Kenya banks on World Bank framework for Sh65bn sustainability bond

The National Treasury building in Nairobi on April 16, 2025.

Photo credit: Dennis Onsongo | Nation Media Group

The government is banking on a World Bank-backed framework to woo investors as it plans to raise $500 million (Sh65 billion) through Kenya’s debut sustainability-linked bond early next year.

Disclosures by the National Treasury showed that it plans to float the sustainability-linked bond in March 2026.

A sustainability-linked bond is a debt instrument where key characteristics, such as the coupon paid to investors, are tied to the issuer realising predefined environmentally friendly benchmarks within a prescribed time.

The Business Daily has established that the government and the World Bank have been working on this framework ever since the conclusion of the inaugural Africa Climate Summit in September 2023.

The planned Sh65 billion bond-issuance in March 2026 is likely to be pegged on targets around improving forest cover and rural access to electricity, given that these two are the main pillars of the sustainability framework developed in partnership with the World Bank.

“Following the Nairobi Africa Climate Summit and the declaration, Kenya has been working on coming up with a sustainability framework through which it could do a bond issuance.

“The World Bank has been helping the government in developing that framework with key performance indicators (KPIs) on deforestation and enhancing rural access to electricity,” said World Bank lead specialist for finance, innovation and competitiveness, Isfandyar Zaman Khan, at the Banking Industry Nature Positive Financing Forum on September 12 in Nairobi.

According to the 2025-26 Annual Borrowing Plan published by the National Treasury, the government has lined up a sustainability-linked bond and a Samurai Bond (Japanese yen-denominated debt) as key external financing mobilisation vehicles for the current financial year.

The World Bank says the framework for sustainability-linked issuances is at its final stage and should be completed before the close of 2025.

“The framework right now is more or less complete and is going for something called Second Party Opinion, where you have an outsider agency that rates it, and then it gets released for public views and also the Cabinet’s approval. We expect this to happen sometime before the end of the year.

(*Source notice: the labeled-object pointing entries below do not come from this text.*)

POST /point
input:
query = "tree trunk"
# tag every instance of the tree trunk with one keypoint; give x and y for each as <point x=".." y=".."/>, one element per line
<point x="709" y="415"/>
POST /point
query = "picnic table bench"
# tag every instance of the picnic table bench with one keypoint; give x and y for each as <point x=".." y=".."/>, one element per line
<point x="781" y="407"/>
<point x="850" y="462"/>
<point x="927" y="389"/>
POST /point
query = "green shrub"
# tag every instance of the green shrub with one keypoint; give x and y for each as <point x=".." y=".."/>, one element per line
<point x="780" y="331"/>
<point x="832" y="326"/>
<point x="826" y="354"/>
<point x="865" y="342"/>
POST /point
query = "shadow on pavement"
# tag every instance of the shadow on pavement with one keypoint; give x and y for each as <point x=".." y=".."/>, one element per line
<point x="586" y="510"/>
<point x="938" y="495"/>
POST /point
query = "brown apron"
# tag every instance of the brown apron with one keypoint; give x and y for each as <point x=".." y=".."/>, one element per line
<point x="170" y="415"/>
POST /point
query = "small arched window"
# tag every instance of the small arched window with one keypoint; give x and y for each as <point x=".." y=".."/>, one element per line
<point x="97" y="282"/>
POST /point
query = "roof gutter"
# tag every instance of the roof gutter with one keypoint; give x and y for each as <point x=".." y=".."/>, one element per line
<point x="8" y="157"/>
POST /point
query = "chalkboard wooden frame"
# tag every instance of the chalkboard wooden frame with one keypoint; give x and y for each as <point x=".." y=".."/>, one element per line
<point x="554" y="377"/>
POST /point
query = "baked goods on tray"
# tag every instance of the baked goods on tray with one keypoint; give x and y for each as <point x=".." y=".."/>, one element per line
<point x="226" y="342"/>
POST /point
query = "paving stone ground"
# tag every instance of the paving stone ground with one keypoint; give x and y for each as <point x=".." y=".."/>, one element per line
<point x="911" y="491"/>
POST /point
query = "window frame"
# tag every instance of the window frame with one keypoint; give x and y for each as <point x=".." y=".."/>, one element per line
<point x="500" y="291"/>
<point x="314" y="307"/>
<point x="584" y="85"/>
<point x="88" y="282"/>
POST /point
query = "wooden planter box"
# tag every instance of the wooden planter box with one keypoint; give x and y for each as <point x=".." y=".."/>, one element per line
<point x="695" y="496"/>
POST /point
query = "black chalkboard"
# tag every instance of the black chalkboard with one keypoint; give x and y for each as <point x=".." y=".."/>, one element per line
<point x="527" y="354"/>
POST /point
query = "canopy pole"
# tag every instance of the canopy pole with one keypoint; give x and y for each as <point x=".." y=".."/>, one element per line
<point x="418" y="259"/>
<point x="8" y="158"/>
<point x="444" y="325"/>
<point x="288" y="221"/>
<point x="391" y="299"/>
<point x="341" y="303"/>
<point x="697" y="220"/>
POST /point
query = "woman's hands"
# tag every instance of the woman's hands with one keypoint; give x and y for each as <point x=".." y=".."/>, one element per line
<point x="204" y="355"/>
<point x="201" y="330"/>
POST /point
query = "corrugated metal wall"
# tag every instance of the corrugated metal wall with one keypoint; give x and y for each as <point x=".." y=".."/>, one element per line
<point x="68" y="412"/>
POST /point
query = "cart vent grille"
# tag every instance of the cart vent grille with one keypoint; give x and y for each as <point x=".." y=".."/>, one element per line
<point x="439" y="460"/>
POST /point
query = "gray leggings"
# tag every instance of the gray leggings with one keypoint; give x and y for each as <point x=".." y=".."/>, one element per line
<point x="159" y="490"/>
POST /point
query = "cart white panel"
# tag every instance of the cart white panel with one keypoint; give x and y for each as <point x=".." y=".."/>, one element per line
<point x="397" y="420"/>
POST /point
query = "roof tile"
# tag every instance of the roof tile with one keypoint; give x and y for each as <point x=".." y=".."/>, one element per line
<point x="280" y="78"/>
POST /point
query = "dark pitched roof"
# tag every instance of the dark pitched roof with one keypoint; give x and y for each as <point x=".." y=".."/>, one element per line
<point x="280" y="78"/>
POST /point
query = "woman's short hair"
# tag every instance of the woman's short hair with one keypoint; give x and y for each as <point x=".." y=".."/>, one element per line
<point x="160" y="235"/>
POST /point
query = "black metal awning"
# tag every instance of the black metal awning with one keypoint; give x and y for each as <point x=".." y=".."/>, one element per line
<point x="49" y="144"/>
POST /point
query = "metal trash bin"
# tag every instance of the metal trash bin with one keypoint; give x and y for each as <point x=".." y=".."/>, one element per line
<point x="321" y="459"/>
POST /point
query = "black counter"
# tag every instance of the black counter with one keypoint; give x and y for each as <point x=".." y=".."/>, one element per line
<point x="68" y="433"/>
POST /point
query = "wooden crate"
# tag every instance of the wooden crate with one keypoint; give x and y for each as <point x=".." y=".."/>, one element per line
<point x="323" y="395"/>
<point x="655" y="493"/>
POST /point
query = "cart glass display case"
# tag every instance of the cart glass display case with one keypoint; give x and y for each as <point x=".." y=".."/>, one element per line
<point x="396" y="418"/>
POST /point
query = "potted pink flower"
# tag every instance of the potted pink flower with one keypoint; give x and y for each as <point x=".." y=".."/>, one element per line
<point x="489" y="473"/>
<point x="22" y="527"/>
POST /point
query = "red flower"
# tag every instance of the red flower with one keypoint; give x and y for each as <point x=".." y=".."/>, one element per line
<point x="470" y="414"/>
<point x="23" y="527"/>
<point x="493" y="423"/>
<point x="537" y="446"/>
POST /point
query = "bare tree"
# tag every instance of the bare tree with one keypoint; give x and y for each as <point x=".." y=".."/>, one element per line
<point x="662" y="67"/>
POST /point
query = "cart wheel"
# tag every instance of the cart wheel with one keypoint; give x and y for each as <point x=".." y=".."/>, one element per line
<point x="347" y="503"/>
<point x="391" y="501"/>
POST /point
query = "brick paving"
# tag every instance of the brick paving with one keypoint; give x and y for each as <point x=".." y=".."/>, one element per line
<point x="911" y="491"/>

It details the key performance indicators on forestation and rural access to electricity and what policy the government is taking to impact these two”, said Mr Khan.

If successful with the planned Sh65 billion issuance, Kenya will be joining the growing pool of countries that are opting for this route of debt issuance, including Chile, which raised $2 billion (Sh258.4 billion) through a 20-year sustainability-linked bond in March 2022, and Uruguay, which raised $1.5 billion (Sh193.8 billion) in October 2022.

The most recent issuance of a sustainability-linked bond by a sovereign was by Thailand, which raised $944.2 million (Sh121.9 billion) 15-year instrument in November 2024.

Chile’s sustainability-linked bond has key performance indicators tied to achieving half of the country’s electricity generation from renewable energy sources by 2030.

Thailand’s sustainability-linked bond has KPIs tied to reducing greenhouse gas emissions by 30 percent by 2030 and increasing the annual registration of zero-emission passenger vehicles and pick-up trucks to 440,000 by 2030.